3 minutes Customer Profile

Little Dumpling King Crowned Big Success

A combination of loud music, an eclectic drinks list and a dazzling daily dose of Asian-inspired dishes on small plates has made Little Dumpling King a firm foodie favourite in Stoke-on-Trent. Set up by entrepreneur and head chef Rob McIntyre in 2022, Little Dumpling King celebrated its third birthday in July, and what a three years it has been with rave reviews from the likes of Jay Rayner in The Guardian and a firm place in the Good Food Guide.

How it all began

After starting out working in hotels as a teenager, Rob McIntyre’s appetite for a career in food flourished while working under Rob Lamont at Artichoke in Chester. An old school bistro with a small team and 200 covers per night, it was here that Rob’s desire for the kitchen came to the boil and where he immersed himself in classical cookery techniques. From there Rob joined Laura Lautrete, aka ‘The Toastie Queen’, at the popular Chester haunt Meltdown.

“Artichoke gave me a fantastic foundation in cookery but after five years I needed to test myself,” explains Rob. “Meltdown offered me the chance to grow, push my creativity and learn new skills as it was just the two of us doing everything. Laura was and still is a great mentor as she helped me discover what it takes to run a business, not just a kitchen, and gave me the confidence to go it alone.”

The Rise of The Little Dumpling King

“When Covid hit and we had to close the doors, Laura encouraged me to start a takeaway offering.

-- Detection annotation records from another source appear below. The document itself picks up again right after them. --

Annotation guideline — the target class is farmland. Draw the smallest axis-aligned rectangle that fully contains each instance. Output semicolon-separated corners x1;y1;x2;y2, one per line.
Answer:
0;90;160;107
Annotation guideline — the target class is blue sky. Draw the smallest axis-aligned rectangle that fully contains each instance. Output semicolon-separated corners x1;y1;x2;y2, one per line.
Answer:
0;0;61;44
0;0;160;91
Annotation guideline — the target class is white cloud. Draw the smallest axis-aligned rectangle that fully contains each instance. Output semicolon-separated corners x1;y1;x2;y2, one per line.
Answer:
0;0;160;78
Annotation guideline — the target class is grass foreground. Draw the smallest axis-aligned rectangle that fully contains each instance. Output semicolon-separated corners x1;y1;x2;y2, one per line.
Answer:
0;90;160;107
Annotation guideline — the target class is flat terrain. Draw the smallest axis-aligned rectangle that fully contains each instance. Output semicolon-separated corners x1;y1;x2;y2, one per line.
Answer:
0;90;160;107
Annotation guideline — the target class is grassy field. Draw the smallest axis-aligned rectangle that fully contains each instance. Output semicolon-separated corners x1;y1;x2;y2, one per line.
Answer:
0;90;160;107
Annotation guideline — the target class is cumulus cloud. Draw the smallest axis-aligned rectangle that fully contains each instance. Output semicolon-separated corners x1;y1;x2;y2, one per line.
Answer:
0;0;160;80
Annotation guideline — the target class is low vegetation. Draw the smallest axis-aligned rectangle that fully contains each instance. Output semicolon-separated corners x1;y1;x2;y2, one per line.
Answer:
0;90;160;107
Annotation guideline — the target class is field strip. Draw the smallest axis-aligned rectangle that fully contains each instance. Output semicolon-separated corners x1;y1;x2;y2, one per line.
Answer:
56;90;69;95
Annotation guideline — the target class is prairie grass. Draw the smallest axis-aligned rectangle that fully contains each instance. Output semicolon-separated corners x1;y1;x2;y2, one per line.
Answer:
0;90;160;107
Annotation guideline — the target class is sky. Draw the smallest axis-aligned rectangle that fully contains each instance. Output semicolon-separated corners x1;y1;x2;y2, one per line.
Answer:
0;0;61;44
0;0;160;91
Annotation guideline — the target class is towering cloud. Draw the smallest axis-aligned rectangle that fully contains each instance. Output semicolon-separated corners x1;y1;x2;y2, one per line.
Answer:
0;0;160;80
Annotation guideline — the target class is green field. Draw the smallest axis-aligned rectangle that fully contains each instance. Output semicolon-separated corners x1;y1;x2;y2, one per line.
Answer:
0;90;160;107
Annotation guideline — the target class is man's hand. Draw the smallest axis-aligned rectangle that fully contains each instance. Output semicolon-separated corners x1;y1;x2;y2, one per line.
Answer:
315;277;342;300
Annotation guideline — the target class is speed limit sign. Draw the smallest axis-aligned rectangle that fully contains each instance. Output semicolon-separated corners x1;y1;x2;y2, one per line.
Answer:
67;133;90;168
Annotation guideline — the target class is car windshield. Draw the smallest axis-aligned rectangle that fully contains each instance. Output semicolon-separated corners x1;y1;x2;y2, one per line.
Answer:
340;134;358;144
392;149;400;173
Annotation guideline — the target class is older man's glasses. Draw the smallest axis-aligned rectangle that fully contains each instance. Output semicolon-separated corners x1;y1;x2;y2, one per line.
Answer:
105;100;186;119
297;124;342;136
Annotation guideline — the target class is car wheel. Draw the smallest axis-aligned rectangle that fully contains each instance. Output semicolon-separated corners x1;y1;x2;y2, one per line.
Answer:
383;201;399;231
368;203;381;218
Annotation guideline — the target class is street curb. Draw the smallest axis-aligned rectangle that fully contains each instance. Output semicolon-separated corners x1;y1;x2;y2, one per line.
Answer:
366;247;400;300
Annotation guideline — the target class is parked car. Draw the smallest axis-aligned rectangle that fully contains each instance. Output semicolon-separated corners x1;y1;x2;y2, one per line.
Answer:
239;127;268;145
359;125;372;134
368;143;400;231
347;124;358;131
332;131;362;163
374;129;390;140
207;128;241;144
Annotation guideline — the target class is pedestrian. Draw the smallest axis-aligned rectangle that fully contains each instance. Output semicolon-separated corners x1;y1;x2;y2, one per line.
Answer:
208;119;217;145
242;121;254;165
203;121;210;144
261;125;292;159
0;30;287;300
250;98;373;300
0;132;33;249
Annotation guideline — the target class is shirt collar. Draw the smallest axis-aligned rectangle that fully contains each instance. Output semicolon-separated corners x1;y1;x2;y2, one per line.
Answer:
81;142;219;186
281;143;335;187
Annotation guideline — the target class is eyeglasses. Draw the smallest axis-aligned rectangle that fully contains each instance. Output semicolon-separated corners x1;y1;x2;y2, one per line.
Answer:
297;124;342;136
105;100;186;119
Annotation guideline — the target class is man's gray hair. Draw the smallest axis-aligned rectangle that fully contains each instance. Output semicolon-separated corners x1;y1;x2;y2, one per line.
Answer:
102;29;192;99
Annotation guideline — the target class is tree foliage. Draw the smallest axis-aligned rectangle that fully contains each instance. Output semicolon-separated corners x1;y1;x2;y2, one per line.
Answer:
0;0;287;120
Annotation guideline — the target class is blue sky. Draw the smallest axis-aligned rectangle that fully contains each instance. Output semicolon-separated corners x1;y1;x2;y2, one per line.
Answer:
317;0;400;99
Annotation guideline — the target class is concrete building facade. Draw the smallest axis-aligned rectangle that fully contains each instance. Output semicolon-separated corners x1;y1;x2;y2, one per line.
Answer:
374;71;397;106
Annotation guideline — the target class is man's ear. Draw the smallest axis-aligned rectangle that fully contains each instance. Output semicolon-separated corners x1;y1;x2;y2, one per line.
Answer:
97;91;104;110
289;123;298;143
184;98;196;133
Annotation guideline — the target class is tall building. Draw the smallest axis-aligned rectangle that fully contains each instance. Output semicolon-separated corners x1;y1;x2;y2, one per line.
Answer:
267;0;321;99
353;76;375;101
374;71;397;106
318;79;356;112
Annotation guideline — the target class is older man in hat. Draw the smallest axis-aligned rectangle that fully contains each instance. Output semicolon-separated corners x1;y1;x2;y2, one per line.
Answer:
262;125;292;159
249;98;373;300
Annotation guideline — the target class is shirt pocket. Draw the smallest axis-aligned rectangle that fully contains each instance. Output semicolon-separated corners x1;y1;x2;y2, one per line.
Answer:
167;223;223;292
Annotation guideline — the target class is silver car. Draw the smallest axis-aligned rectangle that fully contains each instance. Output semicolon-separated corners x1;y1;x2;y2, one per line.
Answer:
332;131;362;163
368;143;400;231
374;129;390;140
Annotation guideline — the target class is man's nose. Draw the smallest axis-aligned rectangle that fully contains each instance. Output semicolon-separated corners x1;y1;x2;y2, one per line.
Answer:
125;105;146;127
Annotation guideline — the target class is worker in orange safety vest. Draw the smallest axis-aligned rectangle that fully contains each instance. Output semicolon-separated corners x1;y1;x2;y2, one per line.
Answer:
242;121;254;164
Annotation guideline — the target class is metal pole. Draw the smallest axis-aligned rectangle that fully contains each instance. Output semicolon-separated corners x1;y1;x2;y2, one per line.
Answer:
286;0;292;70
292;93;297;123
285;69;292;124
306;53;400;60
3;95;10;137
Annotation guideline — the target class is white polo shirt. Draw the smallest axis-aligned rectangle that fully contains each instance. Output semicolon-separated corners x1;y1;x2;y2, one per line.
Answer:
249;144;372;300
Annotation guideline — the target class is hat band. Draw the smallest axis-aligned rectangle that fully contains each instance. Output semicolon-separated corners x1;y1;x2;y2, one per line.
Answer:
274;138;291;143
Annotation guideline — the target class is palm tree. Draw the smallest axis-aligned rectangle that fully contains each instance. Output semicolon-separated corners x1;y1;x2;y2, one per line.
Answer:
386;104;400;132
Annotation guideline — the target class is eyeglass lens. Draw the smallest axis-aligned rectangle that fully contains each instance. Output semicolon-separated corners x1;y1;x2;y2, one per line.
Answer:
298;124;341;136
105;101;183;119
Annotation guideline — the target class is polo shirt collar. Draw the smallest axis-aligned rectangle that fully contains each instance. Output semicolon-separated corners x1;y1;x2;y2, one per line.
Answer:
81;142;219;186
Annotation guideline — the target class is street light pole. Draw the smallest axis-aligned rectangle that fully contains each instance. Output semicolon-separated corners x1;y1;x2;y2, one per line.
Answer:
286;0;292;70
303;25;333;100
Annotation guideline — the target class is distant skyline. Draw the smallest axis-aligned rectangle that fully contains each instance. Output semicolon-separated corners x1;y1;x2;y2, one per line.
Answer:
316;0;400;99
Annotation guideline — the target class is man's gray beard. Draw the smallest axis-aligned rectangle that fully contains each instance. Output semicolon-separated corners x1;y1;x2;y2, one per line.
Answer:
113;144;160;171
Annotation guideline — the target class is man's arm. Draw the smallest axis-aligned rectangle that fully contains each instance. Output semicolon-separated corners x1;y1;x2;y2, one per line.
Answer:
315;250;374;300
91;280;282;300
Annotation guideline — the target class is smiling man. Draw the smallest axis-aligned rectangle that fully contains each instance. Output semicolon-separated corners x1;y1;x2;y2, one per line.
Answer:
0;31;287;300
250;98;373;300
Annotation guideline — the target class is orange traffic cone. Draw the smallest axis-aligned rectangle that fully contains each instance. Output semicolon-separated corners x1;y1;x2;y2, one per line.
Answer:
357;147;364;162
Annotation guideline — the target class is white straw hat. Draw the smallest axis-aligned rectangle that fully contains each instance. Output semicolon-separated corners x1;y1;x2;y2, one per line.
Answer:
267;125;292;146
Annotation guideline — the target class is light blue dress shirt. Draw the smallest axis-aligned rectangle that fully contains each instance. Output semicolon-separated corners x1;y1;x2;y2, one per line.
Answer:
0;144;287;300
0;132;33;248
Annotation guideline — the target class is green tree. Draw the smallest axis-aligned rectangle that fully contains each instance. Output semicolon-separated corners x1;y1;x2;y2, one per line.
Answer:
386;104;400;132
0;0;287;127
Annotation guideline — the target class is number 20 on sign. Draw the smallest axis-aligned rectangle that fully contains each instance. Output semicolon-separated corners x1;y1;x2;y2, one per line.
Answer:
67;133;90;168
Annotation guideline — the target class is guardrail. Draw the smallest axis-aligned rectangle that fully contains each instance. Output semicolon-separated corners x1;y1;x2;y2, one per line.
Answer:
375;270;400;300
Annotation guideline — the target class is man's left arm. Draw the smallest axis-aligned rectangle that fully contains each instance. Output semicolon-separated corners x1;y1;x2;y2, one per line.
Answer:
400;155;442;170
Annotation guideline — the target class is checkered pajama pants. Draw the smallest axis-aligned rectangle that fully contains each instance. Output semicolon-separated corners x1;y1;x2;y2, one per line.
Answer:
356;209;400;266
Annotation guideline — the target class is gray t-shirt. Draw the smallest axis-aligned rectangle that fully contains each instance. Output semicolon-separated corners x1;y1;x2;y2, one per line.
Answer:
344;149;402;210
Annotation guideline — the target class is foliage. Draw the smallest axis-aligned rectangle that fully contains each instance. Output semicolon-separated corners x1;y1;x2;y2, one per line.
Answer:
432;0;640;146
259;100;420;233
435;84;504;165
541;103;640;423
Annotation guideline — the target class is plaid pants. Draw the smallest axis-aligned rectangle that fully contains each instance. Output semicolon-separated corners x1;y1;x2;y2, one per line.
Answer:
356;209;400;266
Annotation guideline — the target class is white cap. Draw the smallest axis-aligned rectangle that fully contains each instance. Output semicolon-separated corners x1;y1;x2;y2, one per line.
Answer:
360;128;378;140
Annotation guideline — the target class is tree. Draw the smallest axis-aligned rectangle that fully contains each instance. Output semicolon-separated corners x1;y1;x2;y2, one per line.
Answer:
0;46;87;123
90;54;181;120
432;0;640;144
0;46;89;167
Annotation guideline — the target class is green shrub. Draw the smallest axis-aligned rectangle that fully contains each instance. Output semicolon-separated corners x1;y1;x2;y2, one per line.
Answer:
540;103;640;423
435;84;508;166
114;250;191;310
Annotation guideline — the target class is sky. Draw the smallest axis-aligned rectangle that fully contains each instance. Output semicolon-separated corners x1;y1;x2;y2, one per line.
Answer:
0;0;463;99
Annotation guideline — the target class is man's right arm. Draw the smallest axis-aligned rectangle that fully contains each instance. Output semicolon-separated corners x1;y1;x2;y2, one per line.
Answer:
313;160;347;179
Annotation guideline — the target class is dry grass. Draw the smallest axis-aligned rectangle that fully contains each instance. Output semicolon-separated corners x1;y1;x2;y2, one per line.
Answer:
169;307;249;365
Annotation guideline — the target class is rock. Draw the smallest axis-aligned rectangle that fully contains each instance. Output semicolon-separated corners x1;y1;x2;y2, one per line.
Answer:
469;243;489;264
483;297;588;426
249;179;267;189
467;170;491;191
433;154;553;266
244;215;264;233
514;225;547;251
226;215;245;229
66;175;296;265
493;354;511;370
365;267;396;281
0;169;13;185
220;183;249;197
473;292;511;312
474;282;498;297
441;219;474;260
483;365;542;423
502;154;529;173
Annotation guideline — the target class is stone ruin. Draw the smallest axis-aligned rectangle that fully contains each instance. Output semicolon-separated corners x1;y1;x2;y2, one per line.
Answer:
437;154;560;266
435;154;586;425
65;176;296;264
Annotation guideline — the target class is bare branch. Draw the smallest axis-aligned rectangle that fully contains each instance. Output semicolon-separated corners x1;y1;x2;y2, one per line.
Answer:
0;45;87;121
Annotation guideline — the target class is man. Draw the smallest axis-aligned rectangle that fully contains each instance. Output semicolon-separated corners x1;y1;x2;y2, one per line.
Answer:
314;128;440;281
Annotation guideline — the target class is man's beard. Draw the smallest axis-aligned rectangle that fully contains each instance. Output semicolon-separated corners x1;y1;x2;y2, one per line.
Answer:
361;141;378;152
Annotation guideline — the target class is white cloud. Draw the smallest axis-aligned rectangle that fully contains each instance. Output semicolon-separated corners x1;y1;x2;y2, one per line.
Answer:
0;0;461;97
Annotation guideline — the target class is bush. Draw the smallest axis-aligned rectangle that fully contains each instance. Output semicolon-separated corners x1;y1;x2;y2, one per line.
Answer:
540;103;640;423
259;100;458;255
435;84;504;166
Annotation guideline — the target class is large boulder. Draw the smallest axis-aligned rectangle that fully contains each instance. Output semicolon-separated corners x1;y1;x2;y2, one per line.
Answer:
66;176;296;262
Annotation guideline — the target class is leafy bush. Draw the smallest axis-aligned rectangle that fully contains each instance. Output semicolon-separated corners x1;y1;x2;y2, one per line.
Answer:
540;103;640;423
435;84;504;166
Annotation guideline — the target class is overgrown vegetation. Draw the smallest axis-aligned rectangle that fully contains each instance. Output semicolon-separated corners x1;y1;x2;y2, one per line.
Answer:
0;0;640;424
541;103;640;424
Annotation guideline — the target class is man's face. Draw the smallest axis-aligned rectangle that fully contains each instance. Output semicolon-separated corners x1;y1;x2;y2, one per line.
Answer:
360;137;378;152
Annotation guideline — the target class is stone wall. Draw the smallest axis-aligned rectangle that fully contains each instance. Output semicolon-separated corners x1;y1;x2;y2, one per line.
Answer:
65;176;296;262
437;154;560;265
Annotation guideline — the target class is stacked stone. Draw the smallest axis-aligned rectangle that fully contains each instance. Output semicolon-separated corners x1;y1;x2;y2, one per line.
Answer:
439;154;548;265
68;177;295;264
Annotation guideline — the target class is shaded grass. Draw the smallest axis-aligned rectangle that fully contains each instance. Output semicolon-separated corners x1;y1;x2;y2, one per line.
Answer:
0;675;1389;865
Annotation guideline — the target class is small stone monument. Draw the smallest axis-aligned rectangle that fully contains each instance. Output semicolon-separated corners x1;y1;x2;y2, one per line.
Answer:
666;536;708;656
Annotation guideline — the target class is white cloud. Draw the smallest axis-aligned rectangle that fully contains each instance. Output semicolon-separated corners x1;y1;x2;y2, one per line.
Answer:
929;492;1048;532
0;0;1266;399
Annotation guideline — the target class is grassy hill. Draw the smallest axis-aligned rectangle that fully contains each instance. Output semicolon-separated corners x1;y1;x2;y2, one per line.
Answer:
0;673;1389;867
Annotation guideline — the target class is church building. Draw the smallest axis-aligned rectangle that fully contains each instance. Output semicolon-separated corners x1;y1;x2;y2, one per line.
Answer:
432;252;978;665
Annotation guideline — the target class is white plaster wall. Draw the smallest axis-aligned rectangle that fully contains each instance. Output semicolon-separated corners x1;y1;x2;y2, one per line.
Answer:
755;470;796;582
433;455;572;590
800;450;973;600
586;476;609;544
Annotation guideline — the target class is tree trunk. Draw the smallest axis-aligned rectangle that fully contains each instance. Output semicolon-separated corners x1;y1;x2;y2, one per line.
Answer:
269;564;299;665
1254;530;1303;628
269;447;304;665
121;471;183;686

I began with Asian-inspired dumplings and I had soon found a niche – the rest grew from there. A restaurant was closing nearby so I literally knocked on the door and asked about taking the space over. Not long after that The Little Dumpling King was up and running.”

The Thought and Inspiration Behind the Menu

With a carefully curated menu that changes daily, Rob uses locally sourced produce alongside key Asian ingredients and a few Country Range store cupboard basics to create flavour combinations with a Bruce Lee karate kick.

“We combine old school cookery techniques with seasonal produce, specific Asian ingredients and a big dose of imagination to provide our unique interpretation of big Asian flavours. We make everything from scratch, right down to our very own crispy chilli oil so I like to think our food has its own distinctive personality.”

While the array of steamed dumplings has helped Rob garner a loyal local following and are worth the visit alone, Rob’s not a one-dish-wonder. His creative takes on bao buns, gnarly rice bowls, steak tartare, battered chicken wings and Tom yum mussels are all huge favourites.

“I’m delighted with how things are going at present, especially considering the tough economic conditions within hospitality. Maybe in the future it would be nice to have another place where I could perhaps do small tasting menus, but my key focus for the next 12 months is to maintain what we currently have.”